In a historic day for the US state of Colorado, Governor John Hickenlooper signed civil unions into law on 22 March, following several attempts to pass the legislation in recent years.

The law takes effect on 1 May, and will make Colorado the eighth state to legalise same-sex civil unions.

University of Denver law professor Kris Miccio is now planning a lawsuit to challenge civil unions, and to highlight the legal differences between equal marriage and civil unions.

Miccio said she plans to marry out of state, in one of the states where equal marriage is legal, before returning to Colorado  to file her marriage certificate.

“We’re going to go to Massachusetts, or New York, or if Prop 8 falls we’ll go to California,” she said, reports 9News.

Upon filing the marriage certificate, the Denver County Clerk and Recorder’s office will convert it to a civil union. “It’s no longer a marriage,” Miccio said. “It’s downgraded to a civil union.”

“For me, civil unions is codified second-class citizenship,” she continued. “When my daughter hears that this isn’t a real family and her mommies aren’t real mommies and that her mommies can’t get married, when she was younger, she feels less than. And that’s not healthy for children.”

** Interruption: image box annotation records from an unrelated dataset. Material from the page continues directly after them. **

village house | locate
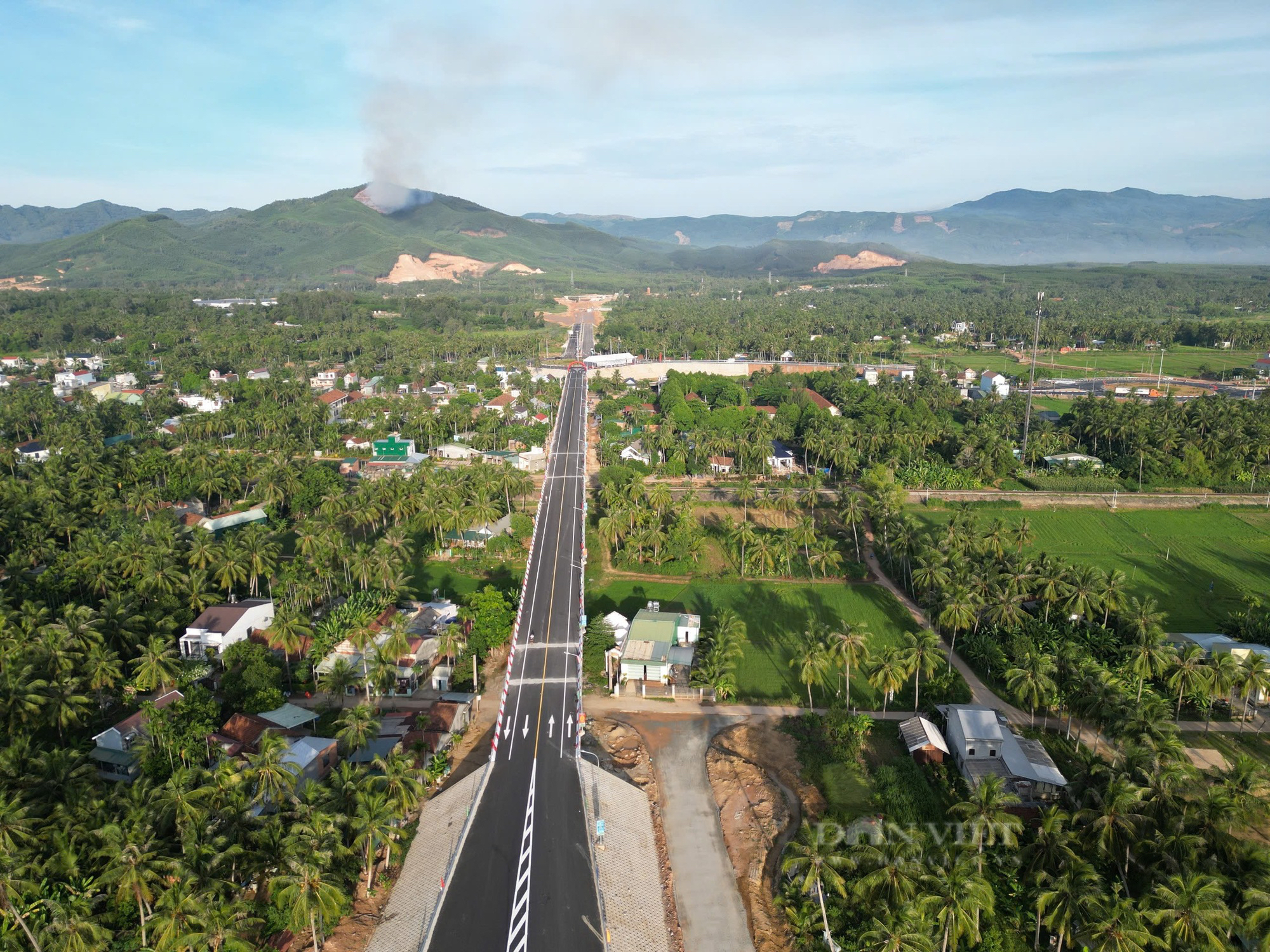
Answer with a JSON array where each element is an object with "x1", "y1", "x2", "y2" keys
[
  {"x1": 1045, "y1": 453, "x2": 1102, "y2": 470},
  {"x1": 899, "y1": 716, "x2": 950, "y2": 764},
  {"x1": 939, "y1": 704, "x2": 1067, "y2": 807},
  {"x1": 318, "y1": 388, "x2": 348, "y2": 423},
  {"x1": 180, "y1": 595, "x2": 274, "y2": 658},
  {"x1": 803, "y1": 387, "x2": 842, "y2": 416},
  {"x1": 767, "y1": 439, "x2": 794, "y2": 475},
  {"x1": 618, "y1": 439, "x2": 653, "y2": 466},
  {"x1": 443, "y1": 513, "x2": 512, "y2": 548},
  {"x1": 198, "y1": 503, "x2": 269, "y2": 536},
  {"x1": 13, "y1": 439, "x2": 48, "y2": 463},
  {"x1": 979, "y1": 371, "x2": 1010, "y2": 400},
  {"x1": 485, "y1": 393, "x2": 516, "y2": 416},
  {"x1": 62, "y1": 354, "x2": 105, "y2": 371},
  {"x1": 89, "y1": 691, "x2": 184, "y2": 783}
]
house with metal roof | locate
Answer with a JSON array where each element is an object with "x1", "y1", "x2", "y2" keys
[
  {"x1": 257, "y1": 703, "x2": 318, "y2": 731},
  {"x1": 180, "y1": 598, "x2": 273, "y2": 658},
  {"x1": 198, "y1": 503, "x2": 269, "y2": 533},
  {"x1": 939, "y1": 704, "x2": 1067, "y2": 806},
  {"x1": 899, "y1": 716, "x2": 950, "y2": 764},
  {"x1": 89, "y1": 691, "x2": 184, "y2": 783},
  {"x1": 444, "y1": 513, "x2": 512, "y2": 548}
]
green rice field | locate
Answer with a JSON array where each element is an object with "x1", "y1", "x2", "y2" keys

Miccio’s argument weighs in on the social significant of the words used to described the union, and on top of those there are potential practical differences from social security to tax benefits.

Colorado voters passed a constitutional ban on same-sex marriage in 2006.

Some were critical of the proposed lawsuit, and said it could pass, but is unlikely to, because one state is unlikely to uphold benefits from a law in another.

The US Supreme Court Justices on Wednesday indicated a possible interest in striking down the Defense of Marriage Act (DOMA), as it heard arguments around the issue.

This was the second day of hearings, as Tuesday the court heard arguments around Proposition 8, the state of California’s ban on equal marriage. Then the justices questioned the meaning of marriage, and challenged arguments for the ban. 

A decision by the Supreme Court in both cases is expected by the end of June.